Bulgur with mushrooms, feta, and dill

This is a lovely mushroom-forward grain dish, with a nice herby and tangy twist from the dill and the feta. Adapted from Yotam Ottolenghi.


  • 150 g bulgur wheat
  • 250 ml boiling water
  • 65 ml olive oil
  • 1 onion, finely sliced
  • 1 clove garlic, crushed
  • 1/2 t cumin seeds
  • 1/2 t fennel seeds
  • 400 g mixed mushrooms, cut into thin slices
  • 2 T thyme leaves
  • 2 T balsamic vinegar
  • 2 T dill, chopped
  • 60 g feta, crumbled into large chunks
  • 1/2 t chili flakes
  • salt and pepper


  1. Rinse the bulgur well, put it in a large bowl, and stir in a pinch of salt and a few grinds of pepper.
  2. Pour boiling water over bulgur, cover with cling film, and leave to soak for 20 minutes, until the liquid is absorbed and the bulgur is soft. (If any water remains, drain it.)
  3. As the bulgur soaks, heat 2 T of oil in a large pan over medium heat, and fry the onion for 7-8 minutes, until soft and golden.
  4. Add the garlic, cumin, and fennel, fry for a minute or two, then transfer to a plate or bowl.
  5. Pour another 2 T of oil into the same pan, turn the heat to high, and fry the mushrooms and a large pinch of salt for 6-7 minutes.
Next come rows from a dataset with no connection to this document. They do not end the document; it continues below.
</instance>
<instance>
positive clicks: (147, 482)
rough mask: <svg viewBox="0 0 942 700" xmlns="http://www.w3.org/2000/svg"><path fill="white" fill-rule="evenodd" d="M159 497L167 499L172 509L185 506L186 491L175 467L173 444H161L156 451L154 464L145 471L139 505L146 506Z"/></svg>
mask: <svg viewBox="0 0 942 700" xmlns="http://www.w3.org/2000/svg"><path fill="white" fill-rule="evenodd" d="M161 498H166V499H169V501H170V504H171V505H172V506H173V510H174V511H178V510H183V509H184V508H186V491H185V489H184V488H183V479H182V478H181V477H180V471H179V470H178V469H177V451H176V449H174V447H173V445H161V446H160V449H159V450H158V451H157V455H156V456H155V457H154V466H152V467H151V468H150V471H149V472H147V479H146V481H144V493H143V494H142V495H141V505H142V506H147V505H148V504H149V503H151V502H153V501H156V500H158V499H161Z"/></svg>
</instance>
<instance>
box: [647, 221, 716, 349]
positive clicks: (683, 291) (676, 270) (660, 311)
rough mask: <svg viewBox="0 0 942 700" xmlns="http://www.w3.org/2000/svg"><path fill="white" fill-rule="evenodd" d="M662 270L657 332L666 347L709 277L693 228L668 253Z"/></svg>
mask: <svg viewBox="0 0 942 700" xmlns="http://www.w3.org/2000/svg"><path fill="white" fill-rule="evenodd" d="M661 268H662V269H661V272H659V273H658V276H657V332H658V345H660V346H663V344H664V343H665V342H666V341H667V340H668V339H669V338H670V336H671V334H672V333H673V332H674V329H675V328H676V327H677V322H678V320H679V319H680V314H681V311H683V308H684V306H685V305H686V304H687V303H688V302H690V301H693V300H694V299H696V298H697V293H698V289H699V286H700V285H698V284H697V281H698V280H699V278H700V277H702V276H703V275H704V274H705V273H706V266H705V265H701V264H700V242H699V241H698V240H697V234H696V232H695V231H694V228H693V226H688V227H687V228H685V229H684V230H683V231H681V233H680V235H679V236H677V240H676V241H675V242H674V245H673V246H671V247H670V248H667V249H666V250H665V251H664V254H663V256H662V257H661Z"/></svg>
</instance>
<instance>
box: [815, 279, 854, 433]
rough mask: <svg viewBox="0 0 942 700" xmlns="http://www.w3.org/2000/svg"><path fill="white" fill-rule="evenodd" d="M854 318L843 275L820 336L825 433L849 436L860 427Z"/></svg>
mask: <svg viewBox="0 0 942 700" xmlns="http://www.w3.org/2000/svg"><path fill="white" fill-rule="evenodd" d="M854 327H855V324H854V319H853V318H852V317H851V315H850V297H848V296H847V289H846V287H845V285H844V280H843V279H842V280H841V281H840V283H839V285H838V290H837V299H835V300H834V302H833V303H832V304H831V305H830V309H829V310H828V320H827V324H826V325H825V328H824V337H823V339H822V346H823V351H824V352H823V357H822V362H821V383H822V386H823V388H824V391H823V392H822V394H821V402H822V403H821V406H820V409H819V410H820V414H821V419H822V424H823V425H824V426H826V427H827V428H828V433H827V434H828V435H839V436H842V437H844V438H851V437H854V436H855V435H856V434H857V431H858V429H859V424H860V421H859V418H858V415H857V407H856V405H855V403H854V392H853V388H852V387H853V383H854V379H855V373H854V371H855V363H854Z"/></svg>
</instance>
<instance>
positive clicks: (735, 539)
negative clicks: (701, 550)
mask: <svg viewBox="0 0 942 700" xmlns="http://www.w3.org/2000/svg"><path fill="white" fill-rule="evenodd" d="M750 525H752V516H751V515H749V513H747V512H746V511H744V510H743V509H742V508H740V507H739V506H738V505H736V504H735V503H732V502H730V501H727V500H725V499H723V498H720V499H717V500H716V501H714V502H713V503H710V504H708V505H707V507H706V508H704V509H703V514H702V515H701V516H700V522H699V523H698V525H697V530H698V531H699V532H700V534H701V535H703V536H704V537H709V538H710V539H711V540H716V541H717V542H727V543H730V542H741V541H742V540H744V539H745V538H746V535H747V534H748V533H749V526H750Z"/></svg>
Stir often, until the mushrooms are brown and soften.
  6. Add the thyme and fry for 1 minute, stirring continuously.
  7. Add the balsamic vinegar and cook for 30 seconds, until the vinegar is reduced to almost nothing.
  8. Combine mushrooms with bulgur, chili flakes, half the onion onion, half the dill, and half the feta until warmed through, then remove from heat.
  9. To serve, spoon the bulgur-mushroom mixture onto a plate, and sprinkle with more onion, feta, and dill.